University of Salzburg
Kyoko Shinozaki is currently Professor of Sociology with a focus on “Social Change and Mobilities” at the University of Salzburg. She has been looking at processes of contemporary international migration of both ‘less-skilled’ and ‘skilled’ flows from a transnational perspective. She is particularly interested in how migration processes reconstitute globally intersecting inequalities along the division of racialisation, class and gender. Her main areas of research include international labour migration and gender care and ageing and transnational skilled migration/mobilities from a comparative perspective between Europe and Asia. Her recent research examines the changing meaning of cultural capital across borders in the context of the ‘internationalisation’ of higher education institutions (HEIs), in particular the role of HEIs. She has participated in several international projects, including “Integration of female immigrants in labour market and society. Policy assessment and policy recommendations” (FP6) and “Migrant domestic workers and the ILO Convention 189: Organizing, rights and transnational solidarity” (JSPS).

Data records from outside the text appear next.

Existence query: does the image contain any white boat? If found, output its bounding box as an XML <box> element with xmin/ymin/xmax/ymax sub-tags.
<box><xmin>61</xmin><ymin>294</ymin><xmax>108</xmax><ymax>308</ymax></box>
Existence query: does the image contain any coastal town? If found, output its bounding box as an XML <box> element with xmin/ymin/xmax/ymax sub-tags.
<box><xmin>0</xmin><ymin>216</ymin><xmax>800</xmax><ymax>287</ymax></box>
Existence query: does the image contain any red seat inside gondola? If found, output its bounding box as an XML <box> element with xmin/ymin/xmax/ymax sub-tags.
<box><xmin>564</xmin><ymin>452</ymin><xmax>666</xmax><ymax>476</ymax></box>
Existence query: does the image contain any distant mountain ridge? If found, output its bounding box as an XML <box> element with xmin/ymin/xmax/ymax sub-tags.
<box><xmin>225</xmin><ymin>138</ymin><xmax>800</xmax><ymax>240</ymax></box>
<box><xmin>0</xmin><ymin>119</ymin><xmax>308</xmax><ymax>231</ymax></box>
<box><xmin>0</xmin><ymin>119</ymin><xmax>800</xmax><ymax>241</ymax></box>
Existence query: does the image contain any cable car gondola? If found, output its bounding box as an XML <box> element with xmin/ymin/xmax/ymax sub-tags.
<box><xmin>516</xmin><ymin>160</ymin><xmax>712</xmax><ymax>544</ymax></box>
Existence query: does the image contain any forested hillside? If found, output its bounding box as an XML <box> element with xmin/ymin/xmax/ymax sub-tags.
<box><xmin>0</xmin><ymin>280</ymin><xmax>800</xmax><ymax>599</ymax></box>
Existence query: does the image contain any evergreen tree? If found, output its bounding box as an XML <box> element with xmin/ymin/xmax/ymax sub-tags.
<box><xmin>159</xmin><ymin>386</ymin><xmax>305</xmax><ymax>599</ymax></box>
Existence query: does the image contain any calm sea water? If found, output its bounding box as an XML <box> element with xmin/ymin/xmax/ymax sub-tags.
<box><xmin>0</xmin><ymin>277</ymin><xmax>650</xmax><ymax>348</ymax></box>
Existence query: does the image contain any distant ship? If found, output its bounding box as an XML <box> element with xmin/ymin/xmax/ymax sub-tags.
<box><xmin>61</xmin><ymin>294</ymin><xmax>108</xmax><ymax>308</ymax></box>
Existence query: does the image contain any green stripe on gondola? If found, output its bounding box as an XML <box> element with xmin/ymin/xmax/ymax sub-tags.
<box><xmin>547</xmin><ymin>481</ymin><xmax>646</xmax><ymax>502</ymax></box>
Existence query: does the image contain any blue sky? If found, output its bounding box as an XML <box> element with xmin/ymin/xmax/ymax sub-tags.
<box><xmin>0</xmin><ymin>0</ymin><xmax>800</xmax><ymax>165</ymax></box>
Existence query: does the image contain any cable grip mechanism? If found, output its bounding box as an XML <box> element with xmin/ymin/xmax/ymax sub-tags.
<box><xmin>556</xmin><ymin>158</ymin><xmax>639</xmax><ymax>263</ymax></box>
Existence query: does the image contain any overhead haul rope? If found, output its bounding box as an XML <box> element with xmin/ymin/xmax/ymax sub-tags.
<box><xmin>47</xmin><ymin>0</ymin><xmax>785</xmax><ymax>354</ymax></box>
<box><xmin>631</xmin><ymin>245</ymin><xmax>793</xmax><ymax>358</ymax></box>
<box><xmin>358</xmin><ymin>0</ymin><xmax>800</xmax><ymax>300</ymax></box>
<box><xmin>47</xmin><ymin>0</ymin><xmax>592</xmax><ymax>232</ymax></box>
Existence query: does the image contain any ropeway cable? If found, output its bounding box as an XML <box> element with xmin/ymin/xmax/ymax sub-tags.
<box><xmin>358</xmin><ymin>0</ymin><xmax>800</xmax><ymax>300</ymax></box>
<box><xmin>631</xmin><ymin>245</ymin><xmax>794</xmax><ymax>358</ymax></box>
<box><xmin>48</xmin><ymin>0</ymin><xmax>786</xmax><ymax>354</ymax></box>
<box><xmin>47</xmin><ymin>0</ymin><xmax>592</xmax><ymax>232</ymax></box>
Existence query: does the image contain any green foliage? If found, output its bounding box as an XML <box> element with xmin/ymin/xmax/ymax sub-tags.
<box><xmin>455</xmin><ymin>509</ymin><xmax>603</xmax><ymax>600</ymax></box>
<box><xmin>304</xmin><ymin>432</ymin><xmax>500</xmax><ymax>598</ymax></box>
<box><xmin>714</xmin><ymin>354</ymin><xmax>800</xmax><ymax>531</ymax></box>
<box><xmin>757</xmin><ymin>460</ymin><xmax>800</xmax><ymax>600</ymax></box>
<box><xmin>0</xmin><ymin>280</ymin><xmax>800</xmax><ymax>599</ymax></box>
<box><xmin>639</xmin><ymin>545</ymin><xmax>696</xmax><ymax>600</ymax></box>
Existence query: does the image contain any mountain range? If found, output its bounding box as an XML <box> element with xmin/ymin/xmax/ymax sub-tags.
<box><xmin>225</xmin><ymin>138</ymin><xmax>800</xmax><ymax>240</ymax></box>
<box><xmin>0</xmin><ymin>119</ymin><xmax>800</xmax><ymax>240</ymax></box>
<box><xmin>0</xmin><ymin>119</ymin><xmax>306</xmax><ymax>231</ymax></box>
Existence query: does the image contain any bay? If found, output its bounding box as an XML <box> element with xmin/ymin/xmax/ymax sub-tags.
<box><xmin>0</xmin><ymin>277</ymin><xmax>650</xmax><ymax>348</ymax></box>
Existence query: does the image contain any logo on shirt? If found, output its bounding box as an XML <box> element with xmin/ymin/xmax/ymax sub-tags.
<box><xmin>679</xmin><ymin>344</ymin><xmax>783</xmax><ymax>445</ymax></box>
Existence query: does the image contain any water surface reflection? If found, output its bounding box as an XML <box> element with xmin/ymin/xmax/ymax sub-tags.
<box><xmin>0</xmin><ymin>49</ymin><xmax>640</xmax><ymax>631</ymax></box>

「 Higher Education Institutions as Transnational Knowledge Brokers 」
Higher education institutions (HEIs) are increasingly becoming ‘magnets’ for a skilled migrant workforce. While ‘internationalisation’ is often understood as something to be celebrated and (further) accomplished, some observers speak of clear signs of discriminatory experiences among racialised and migrant academics. This is a new aspect, as social inequalities have by and large been considered in migration studies to be the sole terrain of labour mobility into less-skilled sectors of the economy. Meanwhile, abundant literature on gender and higher education shows that women academics have poorer access to career progression than men, demonstrating gender-based academic career inequalities. However, the insights generated in these two strands of scholarship have seldom been in conversation with one another. In addition, much attention has been paid to the experience of individual academics and students, leaving the role of HEIs in the ‘making’ of a transnational academic career aside as a result. This paper takes stock of the lack of an intersectional perspective, focusing on the role of HEIs as transnational knowledge brokers. Drawing on case-study HEIs, it explores some of the ways in which HEIs produce transnational academic fields and function as brokers of knowledge workers across borders. In particular, the paper aims to examine what kind of meaning is given to ‘race’ and gender—the categories which evoke social inequalities—, and how a predominantly negative meaning associated with these categories might be altered in the transnational brokerage process.